My middle school friends have given me the backstory on a couple of kids. One is a girl in the foster system who lives for books and aches to be adopted (I mentioned The Federalist and Anti Federalist Papers one Friday, and she shows up Monday with them read, she is a freshman!). Another is...well...Nipsey Junior Russell III. My middle school sources give me the sad story of how he left his parent's home last year after he was discovered to be beaten. He has missed volumes of content due to his absences and now could serve as the poster child for the No Child Left Behind Act (that is, if it was true that teachers refused to teach him and that he was in school every day and did in fact have parents...wow, that's crazy, we all know that it's all the teacher's fault).
What on earth do these two wacky kids have in common? Guess which one is in special ed? Nope, not Junior III, it's the bright little light bulb girl. She was placed for a math deficiancy that I wonder if she could fix with a little motivation and organization (her test scores in math are decent, I hear). I am filling out the paperwork for Junior III to be tested but even that bothers me. Is this a real disability or just a need for remediation?
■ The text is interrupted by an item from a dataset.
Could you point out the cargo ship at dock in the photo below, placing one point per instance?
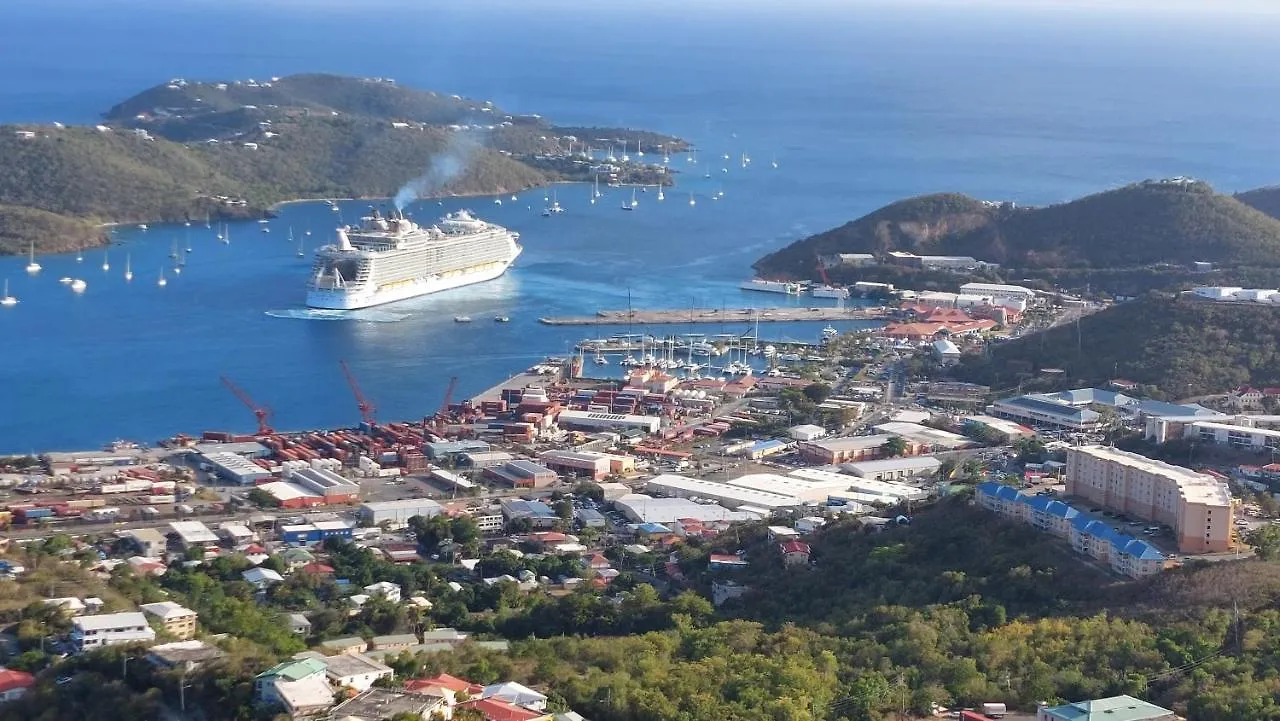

Take a look at a special ed class (specifically the learning disabled). I saw one in the library the other day and I wonder how many are organically LD. Most are minority, all are poor, and most have behavior problems. Is labeling a kid special ed a way to keep them away from our "normal" kids? How can you get a kid extra help but not give them a label that sticks them in a class where they may not really get ahead?
Perhaps I have reached my quota of friends from my feeder schools.